If you're smoking good weed out of anything but glass pieces you're ruining the experience


----------



## racerboy71 (Aug 24, 2011)

masterkush15 said:


> Yeah, idk how well this lightbulb vape works. I enjoy smoking a bong or gravity bong so much more than it. The gravity bong hits instantly and I'm ripped afterwards. The vaporizer takes a little while to hit and half the time I burn the weed. I wanted to use a vaporizer because I run and I don't want it to affect me. Any tips?


 you can pick up a decent hand held vape for a hundred bucks or so online.. i've never used one, but i hear lots of good things about that one called the magic flight launch box.. it's a super small hand held jobby that runs off of one aa battery i do believe.. 
i also have one called the iolite that runs off of lighter fluid.. it works pretty good for what it is, a cheap handheld vape.. i think it goes for a lil more than the magic flight though, not sure as i got mine as a package deal when i got my extreme q vape, the extreme package it was called, and for $300 i got the extreme q and the iolite both.. the extreme q is a bigger house version of a vape, more along the lines of say the volcano, minus the extreme price tag that comes with the volcano..


----------



## DSB65 (Aug 24, 2011)

So racer hoW do you like the extreme q...ive never even tryed a vape before...


----------



## racerboy71 (Aug 24, 2011)

DSB65 said:


> So racer hoW do you like the extreme q...ive never even tryed a vape before...

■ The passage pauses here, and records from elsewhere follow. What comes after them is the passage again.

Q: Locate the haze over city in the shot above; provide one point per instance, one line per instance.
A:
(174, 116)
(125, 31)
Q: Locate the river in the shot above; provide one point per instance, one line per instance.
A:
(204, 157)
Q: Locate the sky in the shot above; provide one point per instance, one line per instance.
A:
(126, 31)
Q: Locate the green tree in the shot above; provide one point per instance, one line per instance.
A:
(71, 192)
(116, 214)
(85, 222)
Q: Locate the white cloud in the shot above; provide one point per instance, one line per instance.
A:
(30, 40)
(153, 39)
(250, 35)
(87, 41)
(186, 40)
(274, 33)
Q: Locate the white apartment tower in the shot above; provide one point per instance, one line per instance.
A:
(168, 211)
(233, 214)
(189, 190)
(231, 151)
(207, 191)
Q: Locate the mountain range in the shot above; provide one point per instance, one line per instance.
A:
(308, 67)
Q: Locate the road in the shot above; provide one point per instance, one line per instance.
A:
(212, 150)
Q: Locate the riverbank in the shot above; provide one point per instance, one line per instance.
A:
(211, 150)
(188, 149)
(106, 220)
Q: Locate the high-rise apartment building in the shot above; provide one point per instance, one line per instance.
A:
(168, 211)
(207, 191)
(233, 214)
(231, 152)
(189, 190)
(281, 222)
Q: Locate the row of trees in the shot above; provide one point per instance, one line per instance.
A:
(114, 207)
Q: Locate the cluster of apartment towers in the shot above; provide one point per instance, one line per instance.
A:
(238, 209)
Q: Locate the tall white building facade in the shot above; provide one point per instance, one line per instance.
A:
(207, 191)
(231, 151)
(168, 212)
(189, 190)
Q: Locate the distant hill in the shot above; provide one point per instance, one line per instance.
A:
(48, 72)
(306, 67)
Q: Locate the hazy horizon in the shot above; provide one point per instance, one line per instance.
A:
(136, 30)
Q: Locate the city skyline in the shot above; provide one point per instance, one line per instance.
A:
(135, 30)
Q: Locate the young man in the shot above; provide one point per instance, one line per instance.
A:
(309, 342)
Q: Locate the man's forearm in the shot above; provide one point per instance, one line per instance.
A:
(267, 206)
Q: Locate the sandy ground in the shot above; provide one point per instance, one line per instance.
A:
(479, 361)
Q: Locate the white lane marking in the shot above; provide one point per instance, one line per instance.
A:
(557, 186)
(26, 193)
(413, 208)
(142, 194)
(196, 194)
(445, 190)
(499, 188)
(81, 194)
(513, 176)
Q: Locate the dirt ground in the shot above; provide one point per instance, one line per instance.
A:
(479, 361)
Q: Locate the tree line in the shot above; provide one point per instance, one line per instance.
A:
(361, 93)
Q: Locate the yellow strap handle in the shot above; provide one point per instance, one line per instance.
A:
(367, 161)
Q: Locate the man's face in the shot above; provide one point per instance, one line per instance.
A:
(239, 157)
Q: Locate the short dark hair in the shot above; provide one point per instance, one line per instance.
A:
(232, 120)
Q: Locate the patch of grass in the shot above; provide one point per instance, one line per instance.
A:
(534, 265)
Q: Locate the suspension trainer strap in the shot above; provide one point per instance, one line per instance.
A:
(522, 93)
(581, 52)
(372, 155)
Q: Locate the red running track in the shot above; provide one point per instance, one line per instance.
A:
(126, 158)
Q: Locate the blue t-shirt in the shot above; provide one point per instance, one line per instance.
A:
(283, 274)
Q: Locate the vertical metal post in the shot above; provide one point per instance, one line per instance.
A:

 eehhh, lol.. i don't know how i feel about the whole vape thing.. i know a lot of people swear by them, like sr verde can't talk enough good shit about his volcano, but to me, vapes produce a much different kind of high vs. say a glass bowl or much more so a bong..
to me, the high is, it's hard for me to describe, but i like to use the term cleaner, if that makes any sort of sense.. this is what i was trying to say in my op to this thread..
vapes for me idk, it's like the high is not quite as heavy as some other smoking methods.. for example, if i take a couple of rips off of my roor, my eyes will go chink eyed, super red, and i'll really feel it, but after vaping, i know i'm high and all, but for me it's just different than smoking.. i'm not saying worse or better, just different.. and i guess i'm just more used to the ripped feeling that i get from my roor or a glass pipe, and prefer that..
tbh, my extreme q is sitting on the floor and hardly ever gets used... i'm just glad i didn't drop all of the money on a volcano, as i had never used a vape before either and wasn't sure how much i was going to like it..


----------